Integer Sample Sort

Sample sort specialized for integer keys using range-based partitioning and optional radix-style bucket classification.

Integer Sample Sort

Integer sample sort is a specialization of sample sort for integer keys. It selects sample elements to estimate the distribution, chooses splitters, and partitions the array into buckets. Each bucket is then sorted recursively or with a suitable subroutine.

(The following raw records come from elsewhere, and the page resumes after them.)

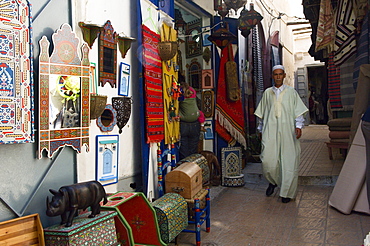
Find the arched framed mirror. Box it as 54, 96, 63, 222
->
185, 19, 203, 58
39, 23, 90, 158
96, 104, 117, 132
188, 59, 202, 91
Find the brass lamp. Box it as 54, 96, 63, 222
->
238, 3, 263, 37
118, 35, 136, 58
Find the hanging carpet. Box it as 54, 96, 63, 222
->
215, 44, 247, 148
142, 25, 164, 143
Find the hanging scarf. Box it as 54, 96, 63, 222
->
142, 25, 164, 143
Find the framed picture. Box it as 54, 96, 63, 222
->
202, 69, 214, 89
118, 62, 130, 96
95, 135, 119, 185
202, 90, 215, 118
204, 120, 213, 140
202, 26, 212, 46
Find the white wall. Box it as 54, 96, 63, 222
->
73, 0, 141, 192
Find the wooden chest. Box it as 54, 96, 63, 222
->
152, 193, 188, 243
44, 211, 119, 246
101, 191, 167, 246
165, 162, 203, 199
0, 214, 45, 246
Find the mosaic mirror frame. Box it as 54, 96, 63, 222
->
0, 0, 35, 144
38, 24, 90, 158
185, 19, 203, 58
99, 20, 118, 88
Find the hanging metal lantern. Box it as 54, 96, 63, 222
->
208, 27, 237, 49
217, 3, 230, 19
112, 97, 132, 134
224, 0, 247, 13
238, 3, 263, 37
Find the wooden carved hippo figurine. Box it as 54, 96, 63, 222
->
46, 181, 107, 227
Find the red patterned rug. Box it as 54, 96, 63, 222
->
215, 44, 247, 148
142, 25, 164, 143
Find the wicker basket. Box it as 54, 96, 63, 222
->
90, 94, 108, 120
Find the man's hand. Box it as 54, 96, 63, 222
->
295, 128, 302, 139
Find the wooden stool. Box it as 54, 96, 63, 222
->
325, 142, 349, 160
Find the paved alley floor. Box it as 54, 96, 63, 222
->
170, 126, 370, 246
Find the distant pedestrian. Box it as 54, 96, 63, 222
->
361, 106, 370, 207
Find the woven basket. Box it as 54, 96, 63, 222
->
90, 94, 108, 120
158, 41, 178, 61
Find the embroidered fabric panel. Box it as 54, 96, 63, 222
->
0, 0, 34, 144
38, 24, 90, 158
99, 21, 118, 88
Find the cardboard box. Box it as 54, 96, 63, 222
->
165, 162, 203, 199
0, 214, 45, 246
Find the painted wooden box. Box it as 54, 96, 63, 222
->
101, 191, 167, 246
0, 214, 45, 246
44, 211, 119, 246
165, 162, 202, 199
152, 193, 188, 243
176, 154, 211, 186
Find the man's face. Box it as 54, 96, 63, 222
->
272, 69, 286, 87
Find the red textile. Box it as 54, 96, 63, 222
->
142, 25, 164, 143
215, 44, 247, 148
328, 52, 343, 108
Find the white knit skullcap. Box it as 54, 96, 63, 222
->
272, 65, 285, 72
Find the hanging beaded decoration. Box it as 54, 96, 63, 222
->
112, 97, 132, 134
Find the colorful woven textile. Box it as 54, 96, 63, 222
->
353, 11, 370, 90
328, 52, 343, 109
215, 44, 247, 148
315, 0, 335, 53
334, 0, 357, 66
252, 27, 264, 105
142, 25, 164, 143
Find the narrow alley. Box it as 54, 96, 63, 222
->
171, 125, 370, 246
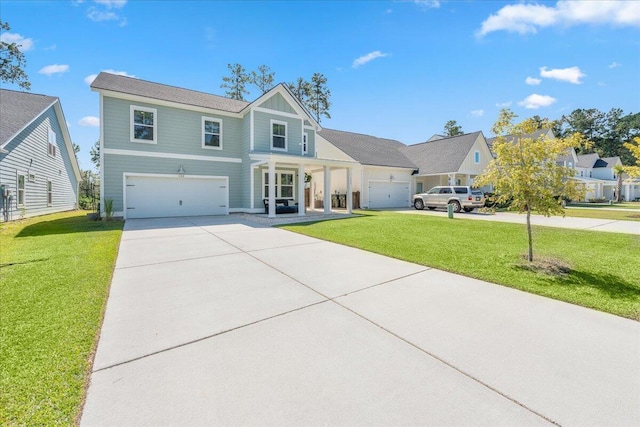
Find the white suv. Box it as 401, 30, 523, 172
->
413, 185, 484, 212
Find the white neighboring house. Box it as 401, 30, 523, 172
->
311, 128, 418, 209
575, 153, 640, 201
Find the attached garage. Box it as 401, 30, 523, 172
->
369, 181, 411, 209
124, 174, 229, 218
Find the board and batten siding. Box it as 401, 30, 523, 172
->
253, 111, 302, 156
103, 154, 242, 215
103, 97, 243, 158
0, 106, 78, 220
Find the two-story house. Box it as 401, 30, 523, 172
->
91, 73, 357, 218
0, 89, 81, 221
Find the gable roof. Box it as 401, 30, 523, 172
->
91, 72, 249, 113
318, 129, 416, 169
402, 131, 482, 174
0, 89, 58, 146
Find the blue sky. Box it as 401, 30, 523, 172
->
0, 0, 640, 169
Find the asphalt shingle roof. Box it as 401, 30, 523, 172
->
0, 89, 58, 145
91, 72, 249, 113
318, 129, 416, 169
401, 132, 482, 174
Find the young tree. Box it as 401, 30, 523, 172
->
249, 65, 275, 95
89, 140, 100, 169
307, 73, 331, 123
220, 64, 250, 101
0, 20, 31, 90
474, 109, 585, 261
444, 120, 464, 136
624, 136, 640, 178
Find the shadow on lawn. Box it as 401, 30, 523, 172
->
16, 216, 124, 238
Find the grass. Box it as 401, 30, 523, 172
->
283, 211, 640, 320
565, 207, 640, 221
0, 211, 123, 425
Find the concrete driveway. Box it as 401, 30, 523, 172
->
81, 215, 640, 426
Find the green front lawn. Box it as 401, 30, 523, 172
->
0, 211, 123, 425
283, 211, 640, 320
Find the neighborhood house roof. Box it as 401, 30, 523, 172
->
401, 132, 482, 174
0, 89, 58, 146
91, 72, 249, 113
318, 129, 416, 169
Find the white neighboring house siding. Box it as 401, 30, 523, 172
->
101, 95, 248, 216
0, 101, 80, 221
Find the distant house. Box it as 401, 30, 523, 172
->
0, 89, 80, 220
401, 132, 492, 193
311, 129, 417, 209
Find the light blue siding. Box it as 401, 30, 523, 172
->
0, 106, 78, 220
102, 154, 242, 212
260, 93, 296, 114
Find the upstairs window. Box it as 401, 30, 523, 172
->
202, 117, 222, 150
131, 105, 158, 144
47, 129, 57, 157
271, 120, 287, 151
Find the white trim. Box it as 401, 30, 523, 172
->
269, 119, 289, 151
91, 88, 246, 119
121, 172, 229, 220
202, 116, 222, 150
100, 148, 242, 165
252, 107, 304, 120
129, 104, 158, 144
302, 132, 309, 156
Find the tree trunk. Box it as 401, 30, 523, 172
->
527, 203, 533, 262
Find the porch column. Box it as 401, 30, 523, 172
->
347, 168, 353, 213
298, 164, 307, 216
268, 161, 276, 218
324, 166, 331, 214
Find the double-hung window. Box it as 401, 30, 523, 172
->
202, 117, 222, 150
271, 120, 287, 151
17, 175, 25, 206
131, 105, 158, 144
263, 172, 294, 199
47, 129, 57, 157
47, 181, 53, 206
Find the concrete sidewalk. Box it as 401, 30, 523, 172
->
81, 216, 640, 426
393, 208, 640, 235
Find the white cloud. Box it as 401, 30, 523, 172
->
78, 116, 100, 128
84, 70, 137, 85
518, 93, 556, 110
476, 0, 640, 37
93, 0, 127, 9
540, 67, 586, 85
413, 0, 440, 9
0, 33, 33, 52
352, 50, 389, 68
524, 77, 542, 86
38, 64, 69, 76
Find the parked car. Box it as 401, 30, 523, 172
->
413, 185, 484, 212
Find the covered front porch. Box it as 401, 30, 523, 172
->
250, 153, 358, 218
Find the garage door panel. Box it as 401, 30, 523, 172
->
369, 181, 410, 209
126, 176, 228, 218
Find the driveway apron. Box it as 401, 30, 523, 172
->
81, 215, 640, 426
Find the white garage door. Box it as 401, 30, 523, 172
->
125, 176, 229, 218
369, 181, 410, 209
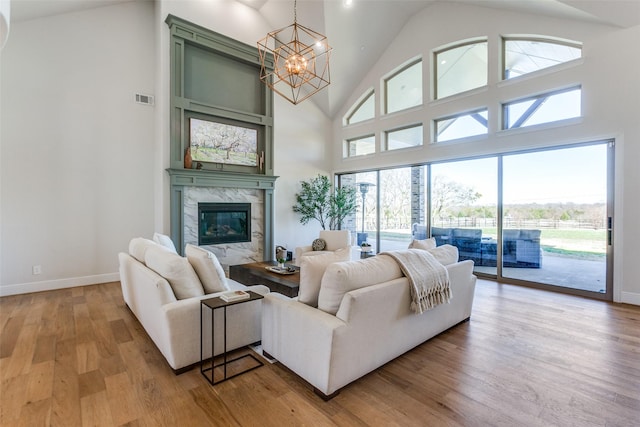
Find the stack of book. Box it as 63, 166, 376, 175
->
220, 291, 250, 302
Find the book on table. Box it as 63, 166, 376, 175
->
220, 291, 250, 302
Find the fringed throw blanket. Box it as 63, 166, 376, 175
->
383, 249, 451, 313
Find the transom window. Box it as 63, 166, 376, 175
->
343, 135, 376, 157
502, 87, 582, 129
433, 109, 488, 142
434, 41, 488, 99
384, 125, 422, 150
345, 89, 376, 125
384, 60, 422, 114
503, 38, 582, 80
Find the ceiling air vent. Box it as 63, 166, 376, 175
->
136, 93, 153, 105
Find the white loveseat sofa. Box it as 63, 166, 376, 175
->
262, 245, 476, 399
118, 238, 269, 374
293, 230, 351, 265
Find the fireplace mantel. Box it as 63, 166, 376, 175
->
167, 169, 278, 257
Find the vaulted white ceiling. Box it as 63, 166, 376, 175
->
11, 0, 640, 118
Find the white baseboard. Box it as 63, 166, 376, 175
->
620, 292, 640, 305
0, 273, 120, 297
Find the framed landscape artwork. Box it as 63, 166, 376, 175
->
189, 117, 258, 167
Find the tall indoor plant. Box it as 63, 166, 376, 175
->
293, 175, 357, 230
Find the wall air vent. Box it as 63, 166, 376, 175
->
136, 93, 153, 105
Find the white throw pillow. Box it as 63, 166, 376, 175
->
318, 255, 403, 314
409, 237, 436, 251
298, 248, 349, 307
429, 245, 459, 265
185, 244, 229, 294
129, 237, 158, 263
144, 245, 204, 299
153, 233, 178, 253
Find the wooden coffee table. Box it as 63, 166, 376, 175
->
229, 261, 300, 297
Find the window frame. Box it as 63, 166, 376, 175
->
382, 123, 424, 151
343, 88, 376, 126
342, 133, 378, 159
431, 107, 489, 144
500, 84, 583, 132
382, 56, 424, 115
500, 35, 583, 81
432, 37, 489, 101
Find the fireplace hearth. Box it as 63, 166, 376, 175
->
198, 203, 251, 246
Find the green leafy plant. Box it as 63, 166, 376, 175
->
293, 175, 357, 230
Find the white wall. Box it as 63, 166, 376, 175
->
0, 2, 155, 295
333, 4, 640, 304
0, 0, 331, 295
156, 1, 331, 260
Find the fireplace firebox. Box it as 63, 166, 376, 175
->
198, 203, 251, 245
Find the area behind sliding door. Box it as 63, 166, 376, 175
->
341, 141, 613, 299
502, 143, 612, 294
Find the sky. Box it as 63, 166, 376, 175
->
432, 143, 607, 205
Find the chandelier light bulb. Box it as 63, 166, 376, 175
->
285, 54, 307, 75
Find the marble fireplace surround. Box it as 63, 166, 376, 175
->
167, 169, 278, 270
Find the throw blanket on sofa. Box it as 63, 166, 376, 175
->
382, 249, 451, 313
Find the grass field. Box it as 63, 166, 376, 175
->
380, 227, 607, 259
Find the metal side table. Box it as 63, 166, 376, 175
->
200, 291, 264, 385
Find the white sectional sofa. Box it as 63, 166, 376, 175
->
262, 244, 476, 399
118, 238, 269, 373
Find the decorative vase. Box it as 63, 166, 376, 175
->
184, 147, 193, 169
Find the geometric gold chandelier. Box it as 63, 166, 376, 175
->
258, 1, 331, 105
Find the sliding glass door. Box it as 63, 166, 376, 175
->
429, 157, 498, 275
501, 143, 612, 294
340, 141, 614, 299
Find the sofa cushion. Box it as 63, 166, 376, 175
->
144, 244, 204, 299
153, 233, 178, 253
185, 244, 229, 294
129, 237, 158, 263
298, 248, 348, 307
428, 245, 459, 265
318, 255, 403, 314
409, 237, 436, 251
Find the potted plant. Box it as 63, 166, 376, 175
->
293, 175, 357, 230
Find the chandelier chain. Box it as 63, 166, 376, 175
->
293, 0, 298, 24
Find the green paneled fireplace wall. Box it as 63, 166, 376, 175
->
165, 15, 277, 259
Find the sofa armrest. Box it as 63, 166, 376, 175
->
262, 293, 345, 390
118, 252, 176, 310
294, 245, 313, 263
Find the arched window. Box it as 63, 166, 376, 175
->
502, 37, 582, 80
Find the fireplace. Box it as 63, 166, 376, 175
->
198, 203, 251, 246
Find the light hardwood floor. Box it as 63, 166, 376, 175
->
0, 280, 640, 426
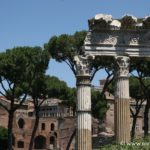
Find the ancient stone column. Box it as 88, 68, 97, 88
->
115, 56, 130, 144
75, 56, 92, 150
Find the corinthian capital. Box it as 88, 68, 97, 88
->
116, 56, 130, 77
74, 55, 94, 76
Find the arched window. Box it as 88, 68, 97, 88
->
50, 136, 56, 149
17, 141, 24, 148
34, 135, 46, 149
41, 123, 45, 130
51, 123, 55, 131
18, 118, 25, 129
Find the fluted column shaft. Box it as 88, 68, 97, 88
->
77, 76, 92, 150
115, 56, 130, 143
75, 56, 93, 150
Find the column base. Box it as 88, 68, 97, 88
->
115, 99, 130, 144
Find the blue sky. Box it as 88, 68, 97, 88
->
0, 0, 150, 87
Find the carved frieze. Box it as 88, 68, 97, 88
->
116, 56, 130, 77
74, 55, 94, 76
84, 31, 150, 47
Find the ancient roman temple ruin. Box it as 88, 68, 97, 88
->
75, 14, 150, 150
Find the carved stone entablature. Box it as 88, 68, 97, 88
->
74, 55, 94, 76
84, 31, 150, 47
88, 14, 150, 31
116, 56, 130, 77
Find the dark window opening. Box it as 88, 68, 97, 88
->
18, 118, 25, 129
41, 123, 45, 130
51, 123, 55, 131
17, 141, 24, 148
34, 135, 46, 149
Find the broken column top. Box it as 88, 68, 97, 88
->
88, 14, 150, 31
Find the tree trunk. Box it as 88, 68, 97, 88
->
29, 108, 39, 150
144, 99, 150, 136
131, 115, 137, 140
8, 110, 14, 150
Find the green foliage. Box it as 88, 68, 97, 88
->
91, 90, 107, 120
44, 31, 87, 62
0, 126, 8, 140
100, 137, 150, 150
0, 47, 49, 99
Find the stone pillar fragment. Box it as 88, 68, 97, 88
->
75, 56, 92, 150
115, 56, 130, 144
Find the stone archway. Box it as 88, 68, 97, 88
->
18, 118, 25, 129
49, 136, 57, 149
34, 135, 46, 149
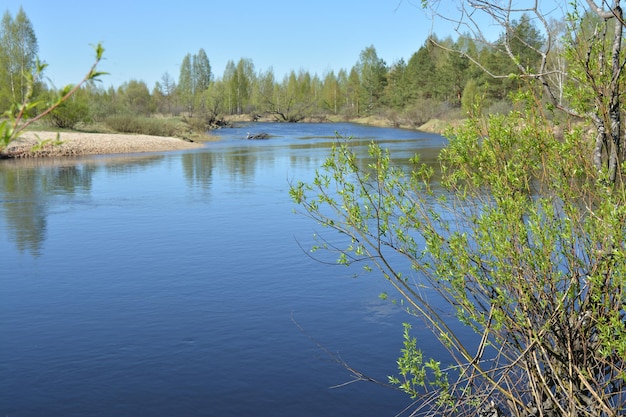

Because keys are integers, classification can use arithmetic or bit operations, and buckets can be balanced more precisely than in general comparison sorting.

Problem

Given an array $A$ of $n$ integers, sort the array efficiently using sampling to guide partitioning.

Idea

  1. Select a random or stratified sample from $A$
  2. Sort the sample
  3. Choose splitters from the sample
  4. Partition elements into buckets using splitters
  5. Recursively sort each bucket

For integers, the partition step can be optimized with branchless comparisons or radix-like classification.

Splitters

If $k$ buckets are used, choose $k - 1$ splitters:

$$ s_1 < s_2 < \cdots < s_{k-1} $$

Buckets are defined as:

$$ B_0 = {x < s_1},\quad B_i = {s_i \le x < s_{i+1}},\quad B_{k-1} = {x \ge s_{k-1}} $$

Algorithm

integer_sample_sort(A):
    if len(A) <= threshold:
        insertion_sort(A)
        return A

    sample = pick_sample(A)
    sort(sample)

    splitters = choose_splitters(sample)

    buckets = [empty list for _ in range(k)]

    for x in A:
        i = bucket_index(x, splitters)
        buckets[i].append(x)

    result = []
    for b in buckets:
        result.extend(integer_sample_sort(b))

    return result

Example

Sort:

$$ A = [91, 12, 43, 27, 65, 8, 50, 34] $$

Sample:

$$ [12, 43, 65] $$

Splitters:

$$ [30, 60] $$

Buckets:

bucket range values
0 $x < 30$ 12, 27, 8
1 $30 \le x < 60$ 43, 50, 34
2 $x \ge 60$ 91, 65

Recursively sort each bucket and concatenate:

$$ [8, 12, 27, 34, 43, 50, 65, 91] $$

Correctness

Splitters partition the domain into ordered intervals. Every element belongs to exactly one interval. All elements in earlier buckets are less than those in later buckets. Recursive sorting ensures order within each bucket, so concatenation yields a sorted array.

Complexity

Let:

  • $n$ be the number of elements
  • $k$ be the number of buckets

Expected time:

$$ O(n \log n) $$

With well balanced buckets, depth is $O(\log_k n)$.

Worst case:

$$ O(n^2) $$

if partitioning is highly unbalanced.

Space:

$$ O(n) $$

for bucket storage.

Properties

property value
stable no
in place no
comparison based yes
adaptive yes
parallel friendly yes

When to Use

Use integer sample sort when:

  • sorting large integer arrays
  • parallelization is desired
  • distribution is unknown but sampling can estimate it
  • radix sort is not ideal due to key structure or constraints

Avoid when:

  • small input sizes
  • strict worst case guarantees are required
  • memory usage must be minimal

Notes

  • Often combined with block partitioning for performance
  • Can switch to radix or insertion sort for small buckets
  • Splitter quality strongly affects performance